This episode closes a two-part special looking at ethical issues in robotics. Given the broad and controversial nature of this topic, we speak with two world-renowned experts in ethics with often-opposing views. Our first guest featured on our last episode, Noel Sharkey, is Professor of Public Engagement, Artificial Intelligence and Robotics at the University of Sheffield in the UK. In today’s episode we interview Ronald Arkin, the director of the Mobile Robot Lab and Associate Dean of Research at Georgia Tech in the US. Both researchers discuss issues such as military robots, robots in the society, medical robots and legal responsibilities. Their opinions on these subjects have been widely covered by the media, international organizations and academia. The interviews were recorded individually and both researchers were asked the same questions.
Ronald Arkin
Ronald Arkin is Regents’ Professor and Director of the Mobile Robot Laboratory at the Georgia Institute of Technology where he also serves as the Associate Dean for Research in the College of Computing.

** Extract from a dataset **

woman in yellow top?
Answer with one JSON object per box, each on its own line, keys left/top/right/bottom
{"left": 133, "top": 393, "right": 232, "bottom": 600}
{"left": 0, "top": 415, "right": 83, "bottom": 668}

By looking at a wide variety of autonomous mobile robots in his lab, either aerial, ground-based or swarming, he’s become a world renowned expert in robotics and control, authoring corner-stone textbooks such as Behavior-Based Robotics – Intelligent Robotics and Autonomous Agents (MIT Press 1998).
In the past years, Arkin has become one of the pioneers in robot ethics, tuning in at the start of discussions on Roboethics in 2004. Since then he’s written several publications on the ethics of military robots, arguing that robots in the future could be more ethical than humans on the battlefield. Embedded with a sense of ethics, or even guilt, such robots could perhaps be able to make decisions in life-death situations. His views are presented in his new book to appear in spring 2009 entitled Governing Lethal Behavior in Autonomous Robots.
Other than military robots, Arkin discusses issues such as the attachment of people to robots, and more generally, the role of robots as care-givers or workers in the society. He also touches on the subject of medical robots, or prosthetic, capable of enhancing the human being.
Finally, with so many questions raised on the ethics of robotics, we look into the entities which will be setting limits on the use of tomorrows robots as well as defining who takes the responsibly of their actions. Could the robots themselves be held responsible in the end?